Identità costituzionale, piuttosto che discussione sui contro-limiti, sarebbe forse un termine più preciso, secondo lui: così riesce a emergere il contenuto essenziale di una comunità politica in senso identitario. È un concetto che implica il principio democratico nell’espressione della decisione costituente e che identifica un popolo nei suoi valori portanti. Questo concetto identitario riguarda la comunità nazionale tanto quanto quella europea. Il problema dell’Unione viene quindi presentato come il problema di un dualismo tra dimensione nazionale e sovranazionale e bisognerà trovare un punto di equilibrio tra le due alternative. La problematica è il rapporto tra integrazione e identità costituzionale: la congruenza tra due identità costituzionali in perenne conflitto. Emerge l’esigenza di una decisione costituente, legittimante. Non ci si può sostituire alla decisione costituente di un popolo per formare un’identità costituzionale. Il tema dei contro-limiti ha quindi un duplice versante nei i limiti alle limitazioni di sovranità: fin dove possiamo spingerci nel cedere sovranità all’Europa?
Segue l’intervento della professoressa Ciancio: cosa intende la Corte Costituzionale con la sentenza Taricco? Secondo la Prof.ssa ordinaria di Diritto Cosituzionale essa resta fedele a sé stessa. Il precedente giurisprudenziale è la sentenza Granital: la Corte rinuncia ad assicurare la primazia del diritto dell’unione, ma non abdica al suo ruolo di custode esclusivo dei principi di strutture dell’ordinamento costituzionale. Perché lo fa? La corte si apre al dialogo, con un atteggiamento conciliante nei confronti della Corte di Giustizia europea. La Corte Costituzionale vuole evitare il prosciugamento nei confronti dell’attività delle giurisdizioni comuni, ad esempio la funzione di interpretazione assorbita dalla corte di giustizia. Il processo di integrazione è intimamente connesso con la tutela dei diritti giudiziari.

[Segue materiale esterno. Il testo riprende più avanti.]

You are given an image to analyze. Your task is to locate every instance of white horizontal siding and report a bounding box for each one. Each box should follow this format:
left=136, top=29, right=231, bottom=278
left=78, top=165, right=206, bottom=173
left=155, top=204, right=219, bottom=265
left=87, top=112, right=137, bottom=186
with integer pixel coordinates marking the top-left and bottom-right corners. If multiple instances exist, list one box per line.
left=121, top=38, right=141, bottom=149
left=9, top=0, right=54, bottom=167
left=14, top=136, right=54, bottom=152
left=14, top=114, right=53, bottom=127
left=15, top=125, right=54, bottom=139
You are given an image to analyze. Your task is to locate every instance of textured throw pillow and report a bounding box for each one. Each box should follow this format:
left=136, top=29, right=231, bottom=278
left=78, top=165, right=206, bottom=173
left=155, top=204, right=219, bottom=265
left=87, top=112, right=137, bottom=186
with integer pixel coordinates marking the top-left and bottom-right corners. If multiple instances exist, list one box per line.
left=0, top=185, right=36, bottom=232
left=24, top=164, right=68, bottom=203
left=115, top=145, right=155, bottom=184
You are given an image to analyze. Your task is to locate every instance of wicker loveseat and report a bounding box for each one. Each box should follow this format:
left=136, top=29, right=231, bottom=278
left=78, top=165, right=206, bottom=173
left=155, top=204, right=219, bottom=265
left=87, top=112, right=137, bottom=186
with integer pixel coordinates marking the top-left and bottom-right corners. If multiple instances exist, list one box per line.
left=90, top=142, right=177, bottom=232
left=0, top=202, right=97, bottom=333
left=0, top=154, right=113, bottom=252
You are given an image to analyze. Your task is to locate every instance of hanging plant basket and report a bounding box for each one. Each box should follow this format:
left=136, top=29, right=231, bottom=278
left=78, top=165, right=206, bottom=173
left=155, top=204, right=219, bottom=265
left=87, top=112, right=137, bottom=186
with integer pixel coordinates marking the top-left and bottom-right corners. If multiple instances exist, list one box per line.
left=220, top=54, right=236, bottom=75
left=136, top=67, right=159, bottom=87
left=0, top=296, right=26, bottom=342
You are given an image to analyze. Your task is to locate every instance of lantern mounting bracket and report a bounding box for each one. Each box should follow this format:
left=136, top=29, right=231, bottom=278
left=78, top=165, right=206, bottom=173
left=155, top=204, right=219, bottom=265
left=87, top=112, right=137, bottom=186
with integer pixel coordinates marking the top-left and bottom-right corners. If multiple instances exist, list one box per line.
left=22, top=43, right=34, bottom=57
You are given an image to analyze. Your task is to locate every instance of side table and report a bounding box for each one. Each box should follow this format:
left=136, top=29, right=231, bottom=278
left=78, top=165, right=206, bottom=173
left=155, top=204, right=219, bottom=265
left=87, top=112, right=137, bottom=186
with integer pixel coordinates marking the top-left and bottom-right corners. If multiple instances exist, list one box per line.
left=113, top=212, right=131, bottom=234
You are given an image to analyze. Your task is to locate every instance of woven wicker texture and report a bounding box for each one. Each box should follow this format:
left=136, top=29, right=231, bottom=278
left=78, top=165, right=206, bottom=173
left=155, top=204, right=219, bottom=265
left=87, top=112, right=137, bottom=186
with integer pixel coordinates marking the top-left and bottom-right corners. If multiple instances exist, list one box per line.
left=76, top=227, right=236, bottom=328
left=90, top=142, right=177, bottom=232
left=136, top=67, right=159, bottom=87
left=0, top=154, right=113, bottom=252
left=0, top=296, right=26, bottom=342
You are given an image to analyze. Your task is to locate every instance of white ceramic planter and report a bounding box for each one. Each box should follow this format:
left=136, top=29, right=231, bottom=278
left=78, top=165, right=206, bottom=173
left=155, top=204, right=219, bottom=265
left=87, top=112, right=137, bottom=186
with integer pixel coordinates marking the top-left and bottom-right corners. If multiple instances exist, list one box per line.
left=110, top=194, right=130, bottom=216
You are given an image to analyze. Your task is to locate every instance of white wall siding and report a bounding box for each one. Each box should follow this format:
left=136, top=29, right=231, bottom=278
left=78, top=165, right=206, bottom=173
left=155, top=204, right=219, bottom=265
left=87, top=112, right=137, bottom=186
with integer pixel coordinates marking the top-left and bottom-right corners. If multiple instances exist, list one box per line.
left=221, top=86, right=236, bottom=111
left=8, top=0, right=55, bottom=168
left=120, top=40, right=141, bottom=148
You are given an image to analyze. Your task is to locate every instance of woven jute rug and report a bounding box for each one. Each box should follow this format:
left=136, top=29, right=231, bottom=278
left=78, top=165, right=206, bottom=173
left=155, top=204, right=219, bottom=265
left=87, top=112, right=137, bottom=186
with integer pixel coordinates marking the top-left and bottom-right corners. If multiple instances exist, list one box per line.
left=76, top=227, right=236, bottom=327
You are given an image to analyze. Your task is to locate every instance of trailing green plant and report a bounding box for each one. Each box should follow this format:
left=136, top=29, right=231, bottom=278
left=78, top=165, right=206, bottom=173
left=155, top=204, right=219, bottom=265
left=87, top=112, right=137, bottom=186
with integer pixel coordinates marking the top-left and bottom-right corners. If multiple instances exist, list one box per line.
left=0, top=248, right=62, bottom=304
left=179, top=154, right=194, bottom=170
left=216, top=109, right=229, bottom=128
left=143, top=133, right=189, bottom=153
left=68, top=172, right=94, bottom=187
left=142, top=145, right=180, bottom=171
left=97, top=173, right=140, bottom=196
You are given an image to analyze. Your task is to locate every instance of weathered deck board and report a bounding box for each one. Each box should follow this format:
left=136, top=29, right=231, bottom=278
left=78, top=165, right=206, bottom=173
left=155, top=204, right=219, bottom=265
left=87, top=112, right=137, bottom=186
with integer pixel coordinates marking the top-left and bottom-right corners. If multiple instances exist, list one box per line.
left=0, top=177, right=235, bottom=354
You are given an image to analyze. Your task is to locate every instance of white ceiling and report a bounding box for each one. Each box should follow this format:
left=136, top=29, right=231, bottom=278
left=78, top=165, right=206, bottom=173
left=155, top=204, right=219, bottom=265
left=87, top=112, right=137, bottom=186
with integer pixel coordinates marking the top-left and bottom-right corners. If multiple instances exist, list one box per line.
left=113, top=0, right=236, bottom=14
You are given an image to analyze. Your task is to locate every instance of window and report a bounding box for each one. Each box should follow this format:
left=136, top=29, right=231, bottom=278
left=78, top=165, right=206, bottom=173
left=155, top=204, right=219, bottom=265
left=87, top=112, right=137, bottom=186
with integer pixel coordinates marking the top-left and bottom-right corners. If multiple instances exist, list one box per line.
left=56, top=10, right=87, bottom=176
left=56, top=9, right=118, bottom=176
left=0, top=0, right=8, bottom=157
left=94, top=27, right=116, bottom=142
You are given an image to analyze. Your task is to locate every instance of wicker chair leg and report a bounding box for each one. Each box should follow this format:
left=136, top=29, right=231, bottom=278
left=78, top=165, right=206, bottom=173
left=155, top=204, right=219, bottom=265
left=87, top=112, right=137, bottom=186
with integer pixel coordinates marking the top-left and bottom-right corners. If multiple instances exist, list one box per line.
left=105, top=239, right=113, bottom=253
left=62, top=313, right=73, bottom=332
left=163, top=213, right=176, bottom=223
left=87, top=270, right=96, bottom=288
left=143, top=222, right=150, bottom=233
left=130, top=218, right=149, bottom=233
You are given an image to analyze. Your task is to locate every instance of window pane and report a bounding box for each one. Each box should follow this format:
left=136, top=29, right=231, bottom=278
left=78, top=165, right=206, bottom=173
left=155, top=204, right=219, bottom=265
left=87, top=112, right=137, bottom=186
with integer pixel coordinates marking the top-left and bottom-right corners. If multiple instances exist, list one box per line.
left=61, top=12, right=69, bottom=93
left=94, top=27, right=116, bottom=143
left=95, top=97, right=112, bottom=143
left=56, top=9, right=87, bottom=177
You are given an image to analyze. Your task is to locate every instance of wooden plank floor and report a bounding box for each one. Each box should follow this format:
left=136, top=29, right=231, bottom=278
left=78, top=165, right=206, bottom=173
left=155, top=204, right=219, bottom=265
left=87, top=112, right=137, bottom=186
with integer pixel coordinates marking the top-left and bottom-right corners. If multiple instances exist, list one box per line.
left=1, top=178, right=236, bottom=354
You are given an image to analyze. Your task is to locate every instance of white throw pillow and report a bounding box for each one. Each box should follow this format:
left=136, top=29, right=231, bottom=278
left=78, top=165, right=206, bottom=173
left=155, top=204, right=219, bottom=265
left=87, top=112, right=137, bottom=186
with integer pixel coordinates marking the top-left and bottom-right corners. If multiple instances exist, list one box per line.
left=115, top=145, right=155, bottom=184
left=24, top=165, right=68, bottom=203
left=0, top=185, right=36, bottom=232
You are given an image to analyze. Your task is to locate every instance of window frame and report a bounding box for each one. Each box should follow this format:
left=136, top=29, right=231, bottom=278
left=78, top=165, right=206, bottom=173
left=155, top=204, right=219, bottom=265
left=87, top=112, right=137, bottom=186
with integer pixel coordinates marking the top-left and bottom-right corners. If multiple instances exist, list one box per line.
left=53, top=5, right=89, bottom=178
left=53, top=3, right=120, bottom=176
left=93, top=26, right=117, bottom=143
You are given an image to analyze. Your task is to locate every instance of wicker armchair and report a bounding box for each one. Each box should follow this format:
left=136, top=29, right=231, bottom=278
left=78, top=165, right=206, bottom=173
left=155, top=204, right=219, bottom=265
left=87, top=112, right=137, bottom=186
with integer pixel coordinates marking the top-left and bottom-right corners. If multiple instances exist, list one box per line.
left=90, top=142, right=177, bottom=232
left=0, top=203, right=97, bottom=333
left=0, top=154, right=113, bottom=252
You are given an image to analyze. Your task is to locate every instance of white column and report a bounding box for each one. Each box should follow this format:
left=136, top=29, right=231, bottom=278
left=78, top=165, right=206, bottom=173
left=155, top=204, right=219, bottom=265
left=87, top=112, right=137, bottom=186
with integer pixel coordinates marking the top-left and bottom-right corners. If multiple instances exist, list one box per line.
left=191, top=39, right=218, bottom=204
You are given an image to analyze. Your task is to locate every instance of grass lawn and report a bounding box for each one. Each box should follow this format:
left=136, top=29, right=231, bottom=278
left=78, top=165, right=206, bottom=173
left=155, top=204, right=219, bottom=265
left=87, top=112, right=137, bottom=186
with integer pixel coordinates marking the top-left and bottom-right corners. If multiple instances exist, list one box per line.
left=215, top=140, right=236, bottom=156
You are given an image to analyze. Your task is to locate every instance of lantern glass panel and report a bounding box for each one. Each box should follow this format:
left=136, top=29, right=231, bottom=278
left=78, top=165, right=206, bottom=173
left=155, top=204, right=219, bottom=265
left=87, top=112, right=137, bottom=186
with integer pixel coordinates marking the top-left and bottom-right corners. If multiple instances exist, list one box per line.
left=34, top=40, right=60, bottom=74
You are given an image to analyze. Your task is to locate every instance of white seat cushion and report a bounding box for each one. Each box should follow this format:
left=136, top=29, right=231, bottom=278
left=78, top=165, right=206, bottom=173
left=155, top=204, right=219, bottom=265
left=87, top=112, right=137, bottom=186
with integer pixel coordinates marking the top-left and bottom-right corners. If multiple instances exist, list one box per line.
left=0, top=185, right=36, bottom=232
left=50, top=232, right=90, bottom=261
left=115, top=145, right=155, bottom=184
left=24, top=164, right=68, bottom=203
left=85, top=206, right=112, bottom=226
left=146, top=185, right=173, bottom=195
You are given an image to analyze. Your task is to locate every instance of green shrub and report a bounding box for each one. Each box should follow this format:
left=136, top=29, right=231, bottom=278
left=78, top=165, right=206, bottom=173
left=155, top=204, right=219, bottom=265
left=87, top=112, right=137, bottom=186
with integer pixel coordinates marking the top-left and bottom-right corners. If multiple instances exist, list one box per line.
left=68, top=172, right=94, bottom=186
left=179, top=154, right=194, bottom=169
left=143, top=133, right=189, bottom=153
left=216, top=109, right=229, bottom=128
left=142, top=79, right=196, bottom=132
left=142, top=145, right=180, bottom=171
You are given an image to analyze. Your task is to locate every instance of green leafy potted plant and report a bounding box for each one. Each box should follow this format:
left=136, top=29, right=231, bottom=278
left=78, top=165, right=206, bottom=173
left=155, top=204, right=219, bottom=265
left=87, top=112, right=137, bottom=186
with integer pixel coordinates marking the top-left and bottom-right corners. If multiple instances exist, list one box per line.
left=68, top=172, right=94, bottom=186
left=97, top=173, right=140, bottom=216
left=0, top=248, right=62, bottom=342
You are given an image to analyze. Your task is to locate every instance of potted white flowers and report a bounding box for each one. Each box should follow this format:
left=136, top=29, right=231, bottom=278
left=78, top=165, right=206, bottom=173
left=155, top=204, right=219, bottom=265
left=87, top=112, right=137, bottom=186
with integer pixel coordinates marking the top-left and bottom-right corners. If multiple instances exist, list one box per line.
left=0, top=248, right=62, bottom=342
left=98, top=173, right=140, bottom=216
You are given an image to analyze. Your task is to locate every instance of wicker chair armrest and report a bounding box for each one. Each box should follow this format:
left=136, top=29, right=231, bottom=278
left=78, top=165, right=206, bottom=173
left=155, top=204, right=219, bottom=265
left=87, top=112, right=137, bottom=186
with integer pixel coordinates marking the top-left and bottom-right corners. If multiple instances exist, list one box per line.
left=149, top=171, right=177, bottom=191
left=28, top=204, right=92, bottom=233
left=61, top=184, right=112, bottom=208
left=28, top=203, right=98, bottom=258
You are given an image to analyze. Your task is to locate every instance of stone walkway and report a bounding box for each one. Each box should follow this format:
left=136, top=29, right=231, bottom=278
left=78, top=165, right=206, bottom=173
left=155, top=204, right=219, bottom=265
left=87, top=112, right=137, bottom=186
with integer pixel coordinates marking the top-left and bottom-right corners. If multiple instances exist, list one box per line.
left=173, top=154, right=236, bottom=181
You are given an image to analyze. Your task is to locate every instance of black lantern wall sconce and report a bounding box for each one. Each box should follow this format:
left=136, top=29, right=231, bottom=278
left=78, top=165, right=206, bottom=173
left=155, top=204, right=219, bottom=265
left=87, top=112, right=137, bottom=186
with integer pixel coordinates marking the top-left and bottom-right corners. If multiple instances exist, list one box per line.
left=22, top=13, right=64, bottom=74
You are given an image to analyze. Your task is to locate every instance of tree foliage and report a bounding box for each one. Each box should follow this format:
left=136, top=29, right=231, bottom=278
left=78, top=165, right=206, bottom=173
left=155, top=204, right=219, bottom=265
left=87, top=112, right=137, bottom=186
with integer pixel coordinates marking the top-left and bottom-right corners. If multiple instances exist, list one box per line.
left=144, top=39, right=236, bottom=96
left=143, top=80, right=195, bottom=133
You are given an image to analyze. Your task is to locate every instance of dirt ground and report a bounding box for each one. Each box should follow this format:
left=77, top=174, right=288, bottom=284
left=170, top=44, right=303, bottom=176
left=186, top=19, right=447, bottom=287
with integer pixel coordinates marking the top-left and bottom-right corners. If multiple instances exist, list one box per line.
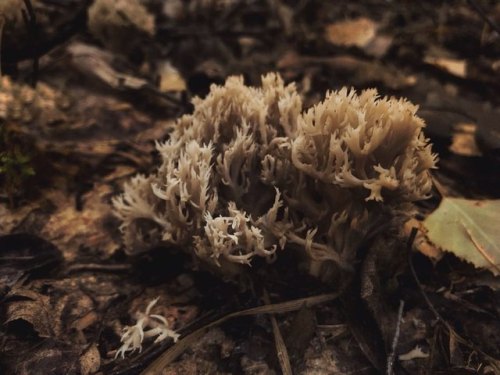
left=1, top=1, right=499, bottom=374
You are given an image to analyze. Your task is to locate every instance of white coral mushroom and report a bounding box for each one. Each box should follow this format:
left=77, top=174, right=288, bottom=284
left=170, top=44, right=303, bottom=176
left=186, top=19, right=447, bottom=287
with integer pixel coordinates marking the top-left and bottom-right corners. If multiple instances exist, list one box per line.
left=113, top=73, right=436, bottom=279
left=115, top=298, right=180, bottom=359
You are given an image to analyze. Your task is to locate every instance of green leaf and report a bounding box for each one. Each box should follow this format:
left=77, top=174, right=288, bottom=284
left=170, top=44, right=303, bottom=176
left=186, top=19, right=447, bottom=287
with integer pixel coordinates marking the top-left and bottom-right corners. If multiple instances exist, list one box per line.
left=423, top=198, right=500, bottom=275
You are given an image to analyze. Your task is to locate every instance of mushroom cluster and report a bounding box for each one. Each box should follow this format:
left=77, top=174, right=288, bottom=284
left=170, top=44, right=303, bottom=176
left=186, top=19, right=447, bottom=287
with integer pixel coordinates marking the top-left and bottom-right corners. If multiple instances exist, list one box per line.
left=113, top=73, right=436, bottom=278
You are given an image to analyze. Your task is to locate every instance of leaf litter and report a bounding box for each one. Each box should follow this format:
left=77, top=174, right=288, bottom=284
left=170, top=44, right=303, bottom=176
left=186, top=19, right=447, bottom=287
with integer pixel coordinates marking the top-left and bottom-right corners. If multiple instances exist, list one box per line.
left=1, top=0, right=500, bottom=374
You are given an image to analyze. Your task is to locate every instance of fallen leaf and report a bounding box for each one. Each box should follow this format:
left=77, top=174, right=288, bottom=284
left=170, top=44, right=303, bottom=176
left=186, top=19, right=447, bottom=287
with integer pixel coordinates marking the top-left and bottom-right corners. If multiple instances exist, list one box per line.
left=0, top=234, right=62, bottom=299
left=424, top=56, right=467, bottom=78
left=40, top=184, right=119, bottom=261
left=0, top=204, right=37, bottom=234
left=14, top=339, right=81, bottom=375
left=157, top=61, right=187, bottom=92
left=302, top=347, right=343, bottom=373
left=424, top=198, right=500, bottom=275
left=449, top=123, right=482, bottom=157
left=68, top=43, right=149, bottom=91
left=325, top=17, right=377, bottom=48
left=80, top=344, right=101, bottom=375
left=364, top=34, right=393, bottom=58
left=5, top=289, right=60, bottom=338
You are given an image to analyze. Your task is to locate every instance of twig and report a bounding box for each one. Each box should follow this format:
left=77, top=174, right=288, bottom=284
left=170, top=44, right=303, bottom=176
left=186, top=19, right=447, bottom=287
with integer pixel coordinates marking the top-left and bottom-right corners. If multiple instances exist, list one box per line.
left=466, top=0, right=500, bottom=35
left=407, top=227, right=443, bottom=322
left=66, top=263, right=132, bottom=274
left=21, top=0, right=38, bottom=86
left=263, top=289, right=293, bottom=375
left=387, top=300, right=405, bottom=375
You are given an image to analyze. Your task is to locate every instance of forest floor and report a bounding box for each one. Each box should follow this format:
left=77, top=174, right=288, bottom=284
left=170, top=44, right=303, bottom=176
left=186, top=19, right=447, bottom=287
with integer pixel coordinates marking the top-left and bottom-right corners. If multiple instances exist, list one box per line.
left=1, top=1, right=499, bottom=374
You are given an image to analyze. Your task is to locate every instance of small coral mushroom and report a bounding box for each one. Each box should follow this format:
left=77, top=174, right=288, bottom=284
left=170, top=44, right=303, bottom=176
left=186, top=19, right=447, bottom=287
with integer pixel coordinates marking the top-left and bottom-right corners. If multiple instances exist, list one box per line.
left=113, top=73, right=436, bottom=278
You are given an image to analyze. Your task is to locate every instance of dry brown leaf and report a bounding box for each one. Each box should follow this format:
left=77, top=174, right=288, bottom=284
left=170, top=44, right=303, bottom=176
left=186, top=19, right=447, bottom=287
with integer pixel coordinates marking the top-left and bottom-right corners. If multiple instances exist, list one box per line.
left=0, top=204, right=39, bottom=234
left=69, top=43, right=149, bottom=91
left=160, top=328, right=233, bottom=374
left=325, top=18, right=377, bottom=48
left=364, top=34, right=393, bottom=58
left=73, top=311, right=99, bottom=333
left=5, top=289, right=60, bottom=338
left=449, top=122, right=482, bottom=156
left=158, top=61, right=187, bottom=92
left=14, top=339, right=81, bottom=375
left=424, top=56, right=467, bottom=78
left=40, top=184, right=118, bottom=261
left=80, top=344, right=101, bottom=375
left=302, top=347, right=342, bottom=373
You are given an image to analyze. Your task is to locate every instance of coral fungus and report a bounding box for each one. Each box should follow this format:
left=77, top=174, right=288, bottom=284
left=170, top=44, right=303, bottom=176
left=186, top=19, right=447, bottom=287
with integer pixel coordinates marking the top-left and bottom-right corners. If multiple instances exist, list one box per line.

L’intervento della Professoressa Pistorio, associata di Diritto Internazionale Comparato alla terza Università di Roma, si concentra sul problema dell’utilizzo da parte della Corte di giustizia dello strumento del rinvio come vettore di evoluzione dei singoli diritti. Il lato nobile della cooperazione tra corte nazionale e sovranazionale di giustizia rigurda i giudici di ultima istanza. La Corte di Giustizia offre al giudice nazionale un ampio ventaglio di possibilità per integrare gli strumenti giurisdizionali nazionali. Il primo strumento è quello dell’interpretazione conforme. Un dialogo, quindi, costante tra le due corti.
L’incontro, che chiude il ciclo di dibattiti nell’ambito della ‘Maratona Europea’, pone quindi una serie di interrogativi sul senso stesso dell’Unione Europea. Dal punto di partenza identitario, elemento imprescindibile per un qualsiasi sistema sovranazionale legittimato, fino al problema della deroga nazionale nei confronti delle istituzioni dell’Unione. Un dibattito attuale, che si è riaperto con la Brexit e che ha visto nell’anniversario dei 60 anni dalla stipulazione dei Trattati di Roma, una occasione irripetibile di confronto intellettuale.